O texto já passou por duas comissões, mas está parado há mais de dois anos.

A possibilidade de extinção dos jumentos no Brasil foi tema de debate na Câmara dos Deputados, onde cientistas e defensores do meio ambiente expressaram profunda preocupação. Especialistas uniram-se na cobrança pela aprovação de um projeto de lei que visa proibir o abate desses animais para qualquer finalidade comercial, seja para consumo, venda ou exportação em todo o território nacional.

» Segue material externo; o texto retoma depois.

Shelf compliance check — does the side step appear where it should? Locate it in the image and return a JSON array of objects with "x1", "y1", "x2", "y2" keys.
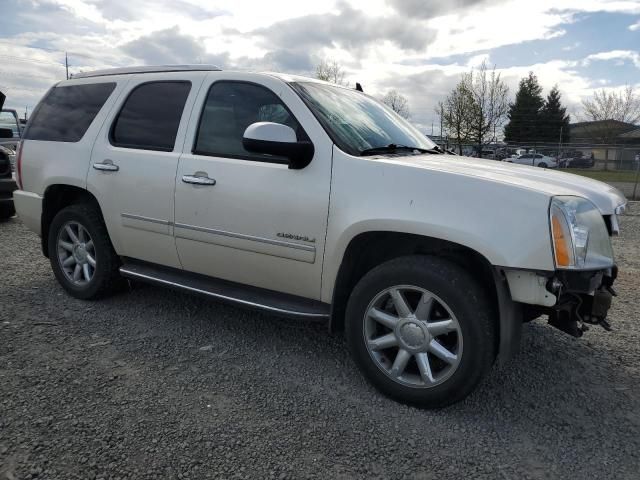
[{"x1": 120, "y1": 259, "x2": 331, "y2": 320}]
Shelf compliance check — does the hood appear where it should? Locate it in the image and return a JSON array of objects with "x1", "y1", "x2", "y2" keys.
[{"x1": 378, "y1": 155, "x2": 627, "y2": 215}]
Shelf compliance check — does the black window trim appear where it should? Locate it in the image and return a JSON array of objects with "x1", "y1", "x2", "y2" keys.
[
  {"x1": 20, "y1": 81, "x2": 118, "y2": 143},
  {"x1": 109, "y1": 80, "x2": 193, "y2": 152},
  {"x1": 191, "y1": 79, "x2": 313, "y2": 165}
]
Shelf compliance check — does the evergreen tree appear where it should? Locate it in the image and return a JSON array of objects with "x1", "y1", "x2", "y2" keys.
[
  {"x1": 540, "y1": 85, "x2": 569, "y2": 143},
  {"x1": 504, "y1": 72, "x2": 544, "y2": 142}
]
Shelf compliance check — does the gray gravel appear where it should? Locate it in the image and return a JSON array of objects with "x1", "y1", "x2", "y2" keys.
[{"x1": 0, "y1": 208, "x2": 640, "y2": 480}]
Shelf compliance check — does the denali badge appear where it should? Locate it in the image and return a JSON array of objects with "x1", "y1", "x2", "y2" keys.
[{"x1": 278, "y1": 232, "x2": 316, "y2": 243}]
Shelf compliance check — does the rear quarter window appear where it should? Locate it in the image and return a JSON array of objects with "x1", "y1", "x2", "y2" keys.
[{"x1": 24, "y1": 82, "x2": 116, "y2": 142}]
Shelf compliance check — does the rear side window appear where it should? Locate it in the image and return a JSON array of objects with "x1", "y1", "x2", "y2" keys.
[
  {"x1": 111, "y1": 81, "x2": 191, "y2": 152},
  {"x1": 24, "y1": 83, "x2": 116, "y2": 142}
]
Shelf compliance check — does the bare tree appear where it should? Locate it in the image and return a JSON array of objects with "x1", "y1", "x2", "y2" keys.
[
  {"x1": 462, "y1": 62, "x2": 509, "y2": 154},
  {"x1": 582, "y1": 85, "x2": 640, "y2": 123},
  {"x1": 436, "y1": 76, "x2": 473, "y2": 155},
  {"x1": 382, "y1": 90, "x2": 411, "y2": 118},
  {"x1": 316, "y1": 60, "x2": 345, "y2": 85}
]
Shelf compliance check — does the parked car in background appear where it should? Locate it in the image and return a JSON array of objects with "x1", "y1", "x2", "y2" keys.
[
  {"x1": 0, "y1": 109, "x2": 22, "y2": 152},
  {"x1": 15, "y1": 65, "x2": 626, "y2": 407},
  {"x1": 505, "y1": 153, "x2": 558, "y2": 168},
  {"x1": 0, "y1": 142, "x2": 18, "y2": 220},
  {"x1": 0, "y1": 93, "x2": 18, "y2": 220},
  {"x1": 569, "y1": 153, "x2": 596, "y2": 168}
]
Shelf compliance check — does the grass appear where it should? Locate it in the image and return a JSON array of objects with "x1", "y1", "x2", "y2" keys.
[{"x1": 559, "y1": 168, "x2": 636, "y2": 183}]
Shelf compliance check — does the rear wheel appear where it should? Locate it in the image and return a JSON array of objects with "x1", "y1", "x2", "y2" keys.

Os números são alarmantes: segundo a organização The Donkey Sanctuary, a população de jumentos no país sofreu um declínio drástico, saindo de 1,3 milhão na década de 1990 para apenas 78 mil em 2025. Caso a tendência se mantenha, a espécie corre o risco de desaparecer do Brasil até 2030.

A principal causa dessa redução expressiva é a comercialização da pele dos animais para a China e Hong Kong. Esse material é um componente essencial na fabricação do ejiao, um produto da medicina tradicional chinesa conhecido por suas propriedades de colágeno. A carne dos jumentos também encontra destino na indústria de ração animal.

A estrutura de abastecimento dos frigoríficos opera sem a devida rastreabilidade, facilitando o recolhimento de animais de diversos estados do Nordeste. Estes são reunidos em fazendas antes de serem enviados para o abate, muitos deles sem um histórico sanitário conhecido pelos órgãos oficiais, o que agrava o risco de propagação de doenças graves e contagiosas.

Veterinários já registraram a presença de enfermidades como anemia infecciosa equina e mormo nos rebanhos, com os abates concentrando-se em frigoríficos localizados em municípios baianos. Para além da questão do bem-estar animal, pesquisadores ressaltam o papel ecológico fundamental do jumento na Caatinga, atuando no controle de espécies invasoras, na dispersão de sementes e na manutenção do equilíbrio do ecossistema semiárido.

O projeto de lei que busca impedir o abate dos jumentos encontra-se aguardando votação na Comissão de Constituição e Justiça da Câmara. Apesar de ter sido aprovado em duas comissões anteriores, o texto está paralisado há mais de dois anos, um atraso que, segundo os defensores da causa, compromete diretamente os esforços de preservação da espécie.